From Monolithic to Modular: Converting Surface Codes Using Distributed GHZ Measurements

Discover how monolithic surface code circuits can be transformed into fault-tolerant distributed architectures through the power of multipartite GHZ states. This blog explores the mathematical foundation and practical implications of this transformation for scaling quantum computers with modular hardware.

Introduction

Quantum error correction (QEC) is the cornerstone of fault-tolerant quantum computing, enabling us to suppress errors beyond the physical noise rates of our hardware. The surface code—one of the most practical topological codes—has become the leading candidate for near-term quantum computers due to its relatively high threshold (~0.5%) and local stabilizer structure.

However, a fundamental challenge remains: how do we scale quantum computers when physical qubits are limited in number? The answer lies in modular quantum architectures, where multiple smaller quantum processors are connected via high-fidelity entanglement. This blog post explores the elegant mathematical bridge that converts traditional monolithic surface code circuits into distributed implementations using multipartite Greenberger-Horne-Zeilinger (GHZ) states.

The Monolithic Surface Code

Before discussing distributed implementations, let's briefly review the monolithic setup. In a standard surface code, stabilizer measurements involve four-body or three-body operators acting on neighboring data qubits. For a weight-4 code, the most direct translation, we measure operators like:

\[S_Z = Z_1 Z_2 Z_3 Z_4\]

In the monolithic case, all four data qubits reside on the same quantum processor, and their joint parity is measured using a single auxiliary qubit and local controlled gates. The measurement outcome is deterministic once the syndrome is extracted.

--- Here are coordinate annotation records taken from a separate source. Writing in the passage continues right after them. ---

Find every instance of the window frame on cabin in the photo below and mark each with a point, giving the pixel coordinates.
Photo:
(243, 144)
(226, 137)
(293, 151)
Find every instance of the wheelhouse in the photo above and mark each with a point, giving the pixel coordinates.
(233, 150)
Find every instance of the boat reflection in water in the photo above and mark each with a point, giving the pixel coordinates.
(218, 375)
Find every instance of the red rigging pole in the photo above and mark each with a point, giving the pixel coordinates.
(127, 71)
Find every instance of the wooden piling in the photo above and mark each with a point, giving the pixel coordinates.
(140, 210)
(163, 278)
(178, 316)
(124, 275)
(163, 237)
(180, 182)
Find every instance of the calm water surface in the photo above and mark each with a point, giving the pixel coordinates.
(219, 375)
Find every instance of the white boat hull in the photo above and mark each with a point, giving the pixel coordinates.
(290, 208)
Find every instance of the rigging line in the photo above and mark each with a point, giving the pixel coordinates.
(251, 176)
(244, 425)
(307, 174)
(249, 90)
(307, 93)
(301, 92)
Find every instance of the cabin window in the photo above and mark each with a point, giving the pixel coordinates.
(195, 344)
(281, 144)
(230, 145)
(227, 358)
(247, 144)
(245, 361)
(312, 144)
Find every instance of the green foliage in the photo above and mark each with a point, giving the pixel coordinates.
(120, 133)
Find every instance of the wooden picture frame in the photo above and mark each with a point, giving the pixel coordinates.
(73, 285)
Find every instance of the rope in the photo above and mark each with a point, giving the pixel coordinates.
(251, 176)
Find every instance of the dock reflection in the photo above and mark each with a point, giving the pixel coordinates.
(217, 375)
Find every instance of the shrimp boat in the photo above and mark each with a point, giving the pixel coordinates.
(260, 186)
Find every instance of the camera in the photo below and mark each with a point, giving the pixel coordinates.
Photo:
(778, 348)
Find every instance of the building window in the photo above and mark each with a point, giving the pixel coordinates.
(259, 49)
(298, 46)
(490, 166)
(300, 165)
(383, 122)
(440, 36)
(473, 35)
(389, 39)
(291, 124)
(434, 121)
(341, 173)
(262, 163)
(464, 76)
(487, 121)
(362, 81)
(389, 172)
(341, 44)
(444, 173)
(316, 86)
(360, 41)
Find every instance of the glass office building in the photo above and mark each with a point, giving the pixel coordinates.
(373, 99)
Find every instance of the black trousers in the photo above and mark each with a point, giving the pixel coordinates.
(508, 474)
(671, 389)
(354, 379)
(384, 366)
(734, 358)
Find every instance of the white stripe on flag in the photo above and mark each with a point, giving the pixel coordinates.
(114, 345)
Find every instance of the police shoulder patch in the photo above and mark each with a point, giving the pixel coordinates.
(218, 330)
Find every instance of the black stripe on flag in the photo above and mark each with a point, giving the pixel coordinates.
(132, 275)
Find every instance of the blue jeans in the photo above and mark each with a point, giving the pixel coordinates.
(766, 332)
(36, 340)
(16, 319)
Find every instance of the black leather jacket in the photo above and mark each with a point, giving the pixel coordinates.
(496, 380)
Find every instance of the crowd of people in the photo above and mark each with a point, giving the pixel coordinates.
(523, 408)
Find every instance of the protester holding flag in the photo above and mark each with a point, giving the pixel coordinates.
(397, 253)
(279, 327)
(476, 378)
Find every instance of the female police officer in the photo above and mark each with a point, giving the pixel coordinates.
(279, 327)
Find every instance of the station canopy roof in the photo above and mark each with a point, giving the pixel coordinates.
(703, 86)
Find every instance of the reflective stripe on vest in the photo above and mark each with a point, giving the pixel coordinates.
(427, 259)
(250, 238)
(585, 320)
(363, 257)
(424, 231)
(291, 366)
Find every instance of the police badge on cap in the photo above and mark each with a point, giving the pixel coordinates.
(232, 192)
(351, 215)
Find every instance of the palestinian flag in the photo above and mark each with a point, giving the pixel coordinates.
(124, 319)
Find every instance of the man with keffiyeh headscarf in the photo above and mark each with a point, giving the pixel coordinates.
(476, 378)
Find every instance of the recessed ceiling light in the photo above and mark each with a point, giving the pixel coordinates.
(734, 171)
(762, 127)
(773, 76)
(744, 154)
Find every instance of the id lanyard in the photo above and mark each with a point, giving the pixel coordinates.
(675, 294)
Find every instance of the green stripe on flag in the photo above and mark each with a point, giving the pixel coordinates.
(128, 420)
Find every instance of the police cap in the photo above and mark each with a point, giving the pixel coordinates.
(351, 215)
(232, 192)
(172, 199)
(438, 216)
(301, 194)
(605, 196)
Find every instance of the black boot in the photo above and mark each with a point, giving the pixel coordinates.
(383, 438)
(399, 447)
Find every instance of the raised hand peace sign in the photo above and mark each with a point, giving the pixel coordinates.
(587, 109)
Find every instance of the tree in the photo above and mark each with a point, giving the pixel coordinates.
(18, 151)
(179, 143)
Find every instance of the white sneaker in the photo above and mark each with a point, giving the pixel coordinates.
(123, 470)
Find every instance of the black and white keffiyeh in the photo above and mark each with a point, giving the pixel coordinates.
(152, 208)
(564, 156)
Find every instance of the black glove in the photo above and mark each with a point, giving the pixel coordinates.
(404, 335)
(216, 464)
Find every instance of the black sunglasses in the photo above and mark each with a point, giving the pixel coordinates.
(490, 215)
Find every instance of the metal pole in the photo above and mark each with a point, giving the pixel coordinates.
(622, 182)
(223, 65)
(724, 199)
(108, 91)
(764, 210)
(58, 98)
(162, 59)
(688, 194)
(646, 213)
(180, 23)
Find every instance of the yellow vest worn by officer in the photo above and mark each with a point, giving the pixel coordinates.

The Challenge of Modularity

In a modular architecture, the four data qubits are spread across different quantum modules, each with:

  • A single communication qubit (CQ) that can establish optical entanglement with neighboring modules
  • Multiple memory qubits serving as data or auxiliary qubits
  • Local two-qubit gates only within the same module

This introduces a critical constraint: we cannot apply global controlled operations across modules. We need a fundamentally different approach to measure multi-qubit stabilizers nonlocally.

Enter the GHZ state.

GHZ States as the Bridge

A 4-qubit GHZ state is defined as:

\[|\text{GHZ}_4\rangle = \frac{1}{\sqrt{2}}(|0000\rangle + |1111\rangle)\]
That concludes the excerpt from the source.